A la mañana caminamos juntos para el lado de mi oficina y dice que soy como Susanita. Yo digo que no, pero quizá tenga algo de razón porque desde que soy chica usan al personaje de Mafalda para adjetivarme. Ok. Acepto. Pero no sueño con casamientos y vestidos blancos (o sí, suena bien: casamientos y vestidos blancos, en plural, ya es desconfiar del sueño perfecto del amor para toda la vida) sino que por más que intente no hacerlo, me ilusiono, con todo: entonces hoy, cuando recibo la respuesta a mi respuesta al mail en el que me buscan como guionista para un trabajo adhonorem del que ayer descreía, yo ya me veo exitosa, con una notebook divina en un café, una mañana de sol como esta, disfrutando mi trabajo, viviendo de eso, sin tener horario de oficina ni poca luz de oficina ni compañeros de oficina...

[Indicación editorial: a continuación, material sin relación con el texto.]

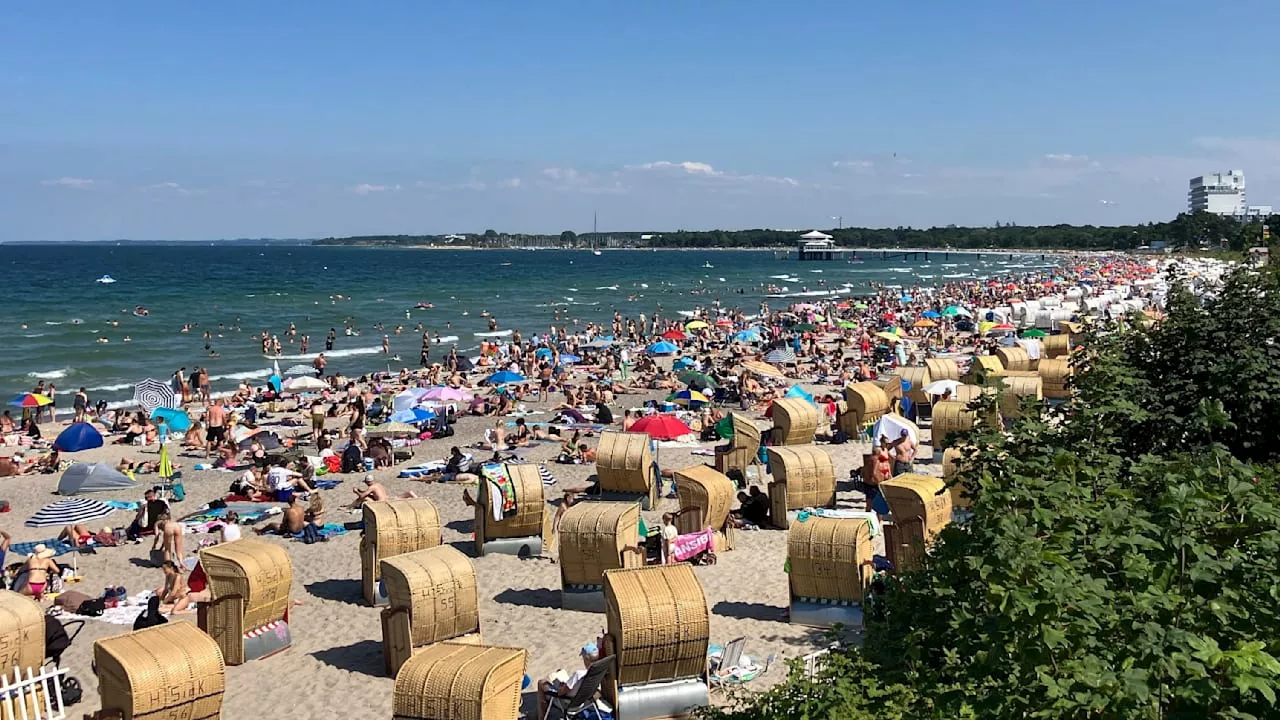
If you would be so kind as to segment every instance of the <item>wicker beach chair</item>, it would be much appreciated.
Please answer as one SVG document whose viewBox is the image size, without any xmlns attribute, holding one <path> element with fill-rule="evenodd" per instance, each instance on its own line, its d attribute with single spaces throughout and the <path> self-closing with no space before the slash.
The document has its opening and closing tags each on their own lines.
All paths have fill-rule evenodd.
<svg viewBox="0 0 1280 720">
<path fill-rule="evenodd" d="M 542 475 L 532 463 L 504 467 L 515 487 L 516 513 L 494 520 L 489 506 L 490 486 L 481 479 L 476 497 L 476 554 L 540 555 L 551 538 L 551 515 L 543 495 Z"/>
<path fill-rule="evenodd" d="M 885 552 L 894 567 L 917 567 L 934 536 L 951 522 L 951 493 L 941 478 L 906 473 L 880 483 L 892 523 Z"/>
<path fill-rule="evenodd" d="M 103 716 L 124 720 L 222 717 L 226 669 L 213 638 L 171 622 L 93 644 Z"/>
<path fill-rule="evenodd" d="M 675 472 L 680 510 L 676 530 L 681 535 L 715 531 L 715 551 L 732 550 L 733 526 L 729 512 L 736 494 L 733 481 L 706 465 L 693 465 Z"/>
<path fill-rule="evenodd" d="M 257 539 L 222 543 L 200 551 L 209 578 L 209 602 L 200 603 L 200 629 L 218 643 L 228 665 L 280 652 L 289 634 L 293 564 L 280 545 Z"/>
<path fill-rule="evenodd" d="M 729 439 L 728 449 L 716 449 L 716 470 L 727 473 L 736 469 L 745 475 L 747 468 L 760 463 L 760 428 L 741 413 L 729 413 L 729 418 L 733 437 Z"/>
<path fill-rule="evenodd" d="M 383 560 L 382 577 L 388 600 L 382 611 L 382 659 L 391 677 L 434 643 L 481 642 L 471 558 L 440 545 Z"/>
<path fill-rule="evenodd" d="M 526 651 L 436 643 L 396 673 L 395 720 L 517 720 Z"/>
<path fill-rule="evenodd" d="M 426 498 L 397 498 L 367 502 L 362 509 L 360 538 L 361 589 L 370 605 L 386 600 L 378 592 L 379 563 L 389 557 L 440 544 L 440 512 Z"/>
<path fill-rule="evenodd" d="M 785 529 L 789 514 L 803 508 L 835 507 L 836 470 L 831 455 L 816 445 L 769 448 L 769 519 Z"/>
<path fill-rule="evenodd" d="M 600 445 L 596 448 L 596 477 L 600 492 L 606 495 L 637 497 L 643 509 L 658 506 L 658 478 L 645 433 L 600 433 Z"/>
<path fill-rule="evenodd" d="M 571 610 L 604 612 L 604 574 L 642 567 L 640 507 L 636 503 L 582 502 L 560 518 L 560 596 Z"/>
<path fill-rule="evenodd" d="M 809 445 L 818 433 L 821 420 L 818 406 L 804 398 L 773 401 L 773 444 Z"/>
</svg>

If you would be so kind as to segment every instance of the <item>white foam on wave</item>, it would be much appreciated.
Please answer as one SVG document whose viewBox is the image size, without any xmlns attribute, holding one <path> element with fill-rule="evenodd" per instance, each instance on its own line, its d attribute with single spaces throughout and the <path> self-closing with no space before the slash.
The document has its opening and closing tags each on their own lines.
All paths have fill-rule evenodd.
<svg viewBox="0 0 1280 720">
<path fill-rule="evenodd" d="M 61 323 L 61 322 L 54 322 L 54 321 L 52 321 L 52 320 L 45 320 L 45 321 L 44 321 L 44 324 L 45 324 L 45 325 L 61 325 L 62 323 Z"/>
<path fill-rule="evenodd" d="M 133 387 L 133 383 L 116 383 L 115 385 L 99 385 L 85 388 L 85 390 L 88 392 L 115 392 L 117 390 L 128 390 L 131 387 Z"/>
<path fill-rule="evenodd" d="M 27 377 L 36 380 L 61 380 L 71 374 L 71 368 L 66 367 L 61 370 L 40 370 L 27 373 Z"/>
<path fill-rule="evenodd" d="M 380 352 L 382 352 L 382 348 L 380 346 L 343 348 L 342 350 L 326 351 L 324 356 L 326 358 L 351 357 L 352 355 L 377 355 Z M 313 353 L 305 353 L 305 354 L 298 354 L 298 355 L 275 355 L 275 356 L 267 355 L 266 357 L 268 359 L 275 358 L 279 360 L 315 360 L 316 357 L 318 357 L 319 355 L 320 353 L 313 352 Z"/>
<path fill-rule="evenodd" d="M 227 373 L 226 375 L 210 375 L 209 381 L 214 380 L 253 380 L 254 378 L 271 377 L 275 370 L 266 368 L 265 370 L 246 370 L 245 372 Z"/>
<path fill-rule="evenodd" d="M 22 334 L 22 337 L 24 337 L 24 338 L 38 338 L 38 337 L 44 337 L 44 333 L 23 333 L 23 334 Z"/>
<path fill-rule="evenodd" d="M 438 343 L 458 342 L 458 336 L 457 336 L 457 335 L 445 335 L 445 336 L 443 336 L 443 337 L 438 337 L 438 338 L 436 338 L 436 339 L 435 339 L 435 342 L 438 342 Z"/>
</svg>

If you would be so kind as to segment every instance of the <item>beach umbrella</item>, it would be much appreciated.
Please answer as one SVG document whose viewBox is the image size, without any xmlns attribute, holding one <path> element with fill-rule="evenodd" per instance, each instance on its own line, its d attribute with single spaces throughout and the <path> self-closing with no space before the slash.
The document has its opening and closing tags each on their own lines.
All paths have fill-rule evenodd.
<svg viewBox="0 0 1280 720">
<path fill-rule="evenodd" d="M 592 340 L 591 342 L 586 343 L 586 344 L 585 344 L 585 345 L 583 345 L 582 347 L 584 347 L 584 348 L 590 348 L 590 349 L 592 349 L 592 350 L 602 350 L 602 349 L 607 348 L 607 347 L 609 347 L 609 346 L 611 346 L 611 345 L 613 345 L 613 341 L 612 341 L 612 340 L 605 340 L 604 338 L 596 338 L 595 340 Z"/>
<path fill-rule="evenodd" d="M 538 348 L 533 351 L 533 356 L 536 358 L 549 358 L 553 354 L 554 353 L 551 352 L 551 348 Z"/>
<path fill-rule="evenodd" d="M 708 398 L 697 390 L 690 389 L 672 393 L 667 397 L 667 402 L 675 403 L 681 407 L 698 407 L 711 402 L 711 398 Z"/>
<path fill-rule="evenodd" d="M 680 330 L 668 330 L 662 333 L 662 337 L 665 340 L 688 340 L 689 339 L 689 336 L 685 335 L 684 332 Z"/>
<path fill-rule="evenodd" d="M 666 340 L 660 340 L 648 347 L 650 355 L 671 355 L 680 350 L 674 343 Z"/>
<path fill-rule="evenodd" d="M 779 370 L 778 368 L 770 365 L 767 362 L 761 362 L 759 360 L 744 360 L 742 363 L 742 367 L 746 370 L 750 370 L 751 372 L 756 373 L 757 375 L 771 375 L 773 377 L 787 376 L 785 372 Z"/>
<path fill-rule="evenodd" d="M 676 378 L 695 390 L 706 390 L 708 388 L 716 387 L 716 381 L 712 380 L 710 375 L 700 373 L 697 370 L 685 370 L 684 372 L 676 375 Z"/>
<path fill-rule="evenodd" d="M 284 371 L 284 374 L 285 375 L 311 375 L 311 374 L 314 374 L 315 371 L 316 369 L 311 367 L 310 365 L 303 365 L 299 363 L 297 365 L 290 365 L 289 369 Z M 276 374 L 278 375 L 279 373 L 276 373 Z"/>
<path fill-rule="evenodd" d="M 721 440 L 728 440 L 733 437 L 733 417 L 726 415 L 724 419 L 715 424 L 715 428 L 716 434 L 720 436 Z"/>
<path fill-rule="evenodd" d="M 791 348 L 778 348 L 765 355 L 764 361 L 773 365 L 789 365 L 796 361 L 796 354 Z"/>
<path fill-rule="evenodd" d="M 53 449 L 59 452 L 80 452 L 99 447 L 102 447 L 102 433 L 87 422 L 72 423 L 53 441 Z"/>
<path fill-rule="evenodd" d="M 185 410 L 176 408 L 156 408 L 151 411 L 151 419 L 163 420 L 169 432 L 186 432 L 191 429 L 191 416 Z"/>
<path fill-rule="evenodd" d="M 675 440 L 693 432 L 675 415 L 646 415 L 631 426 L 631 432 L 642 432 L 654 440 Z"/>
<path fill-rule="evenodd" d="M 248 450 L 253 445 L 254 440 L 257 440 L 262 445 L 263 450 L 275 450 L 284 447 L 280 442 L 280 438 L 265 430 L 257 430 L 242 436 L 239 442 L 236 443 L 236 447 L 240 450 Z"/>
<path fill-rule="evenodd" d="M 134 486 L 128 475 L 106 463 L 76 463 L 58 478 L 59 495 L 115 492 Z"/>
<path fill-rule="evenodd" d="M 960 387 L 960 383 L 955 380 L 934 380 L 920 389 L 929 395 L 946 395 L 947 393 L 954 394 L 958 387 Z"/>
<path fill-rule="evenodd" d="M 918 327 L 918 328 L 931 328 L 931 327 L 937 327 L 937 326 L 938 326 L 938 323 L 928 318 L 921 318 L 920 320 L 917 320 L 915 324 L 915 327 Z"/>
<path fill-rule="evenodd" d="M 973 313 L 969 312 L 968 310 L 965 310 L 964 308 L 960 307 L 959 305 L 948 305 L 948 306 L 947 306 L 947 307 L 942 311 L 942 314 L 943 314 L 943 315 L 945 315 L 945 316 L 947 316 L 947 317 L 954 317 L 954 316 L 956 316 L 956 315 L 960 315 L 960 316 L 962 316 L 962 317 L 973 317 Z"/>
<path fill-rule="evenodd" d="M 133 386 L 133 400 L 138 403 L 138 407 L 147 412 L 162 407 L 178 407 L 173 386 L 154 378 L 147 378 Z"/>
<path fill-rule="evenodd" d="M 325 381 L 309 375 L 306 377 L 291 377 L 288 380 L 285 380 L 284 384 L 281 386 L 282 391 L 288 390 L 289 392 L 295 393 L 320 392 L 321 390 L 328 389 L 328 387 L 329 384 Z"/>
<path fill-rule="evenodd" d="M 694 320 L 693 322 L 685 323 L 684 329 L 685 330 L 701 330 L 704 327 L 707 327 L 707 324 L 705 322 L 703 322 L 702 320 Z"/>
<path fill-rule="evenodd" d="M 490 385 L 506 385 L 507 383 L 524 382 L 524 376 L 520 373 L 514 373 L 510 370 L 499 370 L 484 379 Z"/>
<path fill-rule="evenodd" d="M 904 302 L 904 303 L 909 303 L 909 302 L 911 302 L 911 301 L 912 301 L 912 300 L 914 300 L 914 299 L 915 299 L 915 298 L 911 297 L 910 295 L 903 295 L 902 297 L 898 298 L 898 301 L 899 301 L 899 302 Z"/>
<path fill-rule="evenodd" d="M 1005 347 L 1013 347 L 1018 344 L 1018 340 L 1012 335 L 1006 335 L 1005 337 L 1000 338 L 1000 344 Z"/>
<path fill-rule="evenodd" d="M 387 418 L 387 420 L 393 423 L 409 423 L 410 425 L 416 425 L 418 423 L 424 423 L 435 416 L 436 414 L 427 408 L 416 407 L 409 410 L 401 410 L 398 413 L 393 413 L 391 417 Z"/>
<path fill-rule="evenodd" d="M 733 334 L 733 339 L 735 342 L 740 342 L 740 343 L 758 343 L 761 340 L 760 331 L 757 330 L 756 328 L 751 328 L 749 330 L 739 330 L 738 332 Z"/>
<path fill-rule="evenodd" d="M 792 325 L 791 329 L 796 332 L 813 332 L 818 329 L 818 326 L 813 323 L 800 323 L 798 325 Z"/>
<path fill-rule="evenodd" d="M 458 356 L 458 372 L 470 372 L 476 369 L 476 364 L 471 358 L 460 355 Z"/>
<path fill-rule="evenodd" d="M 53 402 L 53 400 L 50 400 L 44 395 L 37 395 L 36 393 L 22 393 L 10 400 L 9 405 L 20 408 L 34 408 L 44 407 L 51 402 Z"/>
<path fill-rule="evenodd" d="M 33 528 L 77 525 L 104 518 L 115 511 L 115 508 L 101 500 L 68 498 L 45 505 L 24 524 Z"/>
<path fill-rule="evenodd" d="M 466 390 L 448 387 L 447 385 L 438 385 L 422 394 L 423 400 L 436 400 L 439 402 L 468 402 L 471 398 L 472 394 Z"/>
<path fill-rule="evenodd" d="M 379 425 L 369 430 L 370 437 L 384 437 L 391 435 L 417 435 L 421 430 L 402 422 L 389 422 L 386 425 Z"/>
<path fill-rule="evenodd" d="M 271 389 L 275 390 L 276 392 L 280 392 L 282 382 L 283 380 L 280 377 L 280 373 L 276 373 L 271 377 L 267 378 L 267 384 L 270 385 Z"/>
<path fill-rule="evenodd" d="M 869 307 L 869 306 L 868 306 L 866 303 L 861 303 L 861 302 L 860 302 L 860 303 L 854 303 L 854 304 L 853 304 L 853 309 L 854 309 L 854 310 L 866 310 L 868 307 Z"/>
<path fill-rule="evenodd" d="M 1046 337 L 1047 335 L 1048 333 L 1046 333 L 1045 331 L 1037 330 L 1036 328 L 1031 328 L 1030 330 L 1024 330 L 1022 333 L 1022 337 L 1024 338 L 1042 338 L 1042 337 Z"/>
<path fill-rule="evenodd" d="M 886 341 L 888 341 L 888 342 L 890 342 L 890 343 L 899 343 L 899 342 L 902 342 L 902 338 L 901 338 L 901 337 L 899 337 L 898 335 L 895 335 L 895 334 L 893 334 L 893 333 L 891 333 L 891 332 L 878 332 L 878 333 L 876 333 L 876 337 L 880 338 L 881 340 L 886 340 Z"/>
<path fill-rule="evenodd" d="M 942 317 L 942 314 L 939 313 L 937 310 L 925 310 L 924 312 L 920 313 L 920 317 L 927 317 L 932 320 L 937 320 L 938 318 Z"/>
<path fill-rule="evenodd" d="M 173 477 L 173 461 L 169 459 L 169 446 L 160 446 L 160 462 L 156 465 L 156 474 L 168 480 Z"/>
<path fill-rule="evenodd" d="M 561 365 L 572 365 L 574 363 L 580 363 L 580 362 L 582 362 L 582 358 L 578 357 L 577 355 L 574 355 L 573 353 L 560 354 Z"/>
<path fill-rule="evenodd" d="M 901 437 L 903 430 L 907 431 L 907 436 L 911 438 L 912 442 L 920 442 L 920 428 L 915 423 L 896 413 L 882 416 L 876 421 L 875 425 L 871 426 L 868 434 L 871 435 L 872 442 L 879 441 L 881 435 L 893 441 Z"/>
<path fill-rule="evenodd" d="M 836 323 L 836 325 L 838 327 L 844 328 L 845 330 L 855 330 L 858 327 L 858 323 L 849 322 L 848 320 L 841 320 L 840 322 Z"/>
<path fill-rule="evenodd" d="M 675 363 L 671 366 L 671 368 L 673 370 L 684 370 L 685 368 L 693 367 L 693 362 L 694 362 L 693 358 L 682 357 L 679 360 L 676 360 Z"/>
</svg>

Pero pronto despierto del sueño, saludo al chico de seguridad que siempre está abajo, me da los diarios como todos los días y enciendo la computadora para empezar a trabajar.
Ayer, el flaco Spinetta en La trastienda. Cuando le digo a Ch. que Artaud es el mejor disco never ever, él me mira con cara de está bien fanática pero de ahí a qué... y sí, sí, discografía obligatoria, te juego el desafío de poner diez discos (incluimos radiohead y lo que quieras) y vemos en qué lugar queda Artaud, bla bla bla bla bla, besos en los hombros, alegría en los temas de siempre (Laura va, A Staratosta el idiota, Durazno Sangrando, alguno de Silver Sorgo), el estremecimiento de las canciones dulces, esa que dice hoy estás hermosa.
Más tarde, en casa, tiro una revista por el balcón un poco porque no me interesa tenerla y otro poco para inyectarle simpatía a una escena que corría el riesgo de ponerse densa. Cuando me saco la ropa para ir a dormir pienso en que no quiero manejar todo el tiempo la estructura narrativa, en que quisiera simplemente dejarme ir, hacer y decir (¿qué? no sé... es una tendencia), deseo e impulso sin medir posibles derivaciones, al menos ahí cuando las horas bajan y el día se sienta a morir.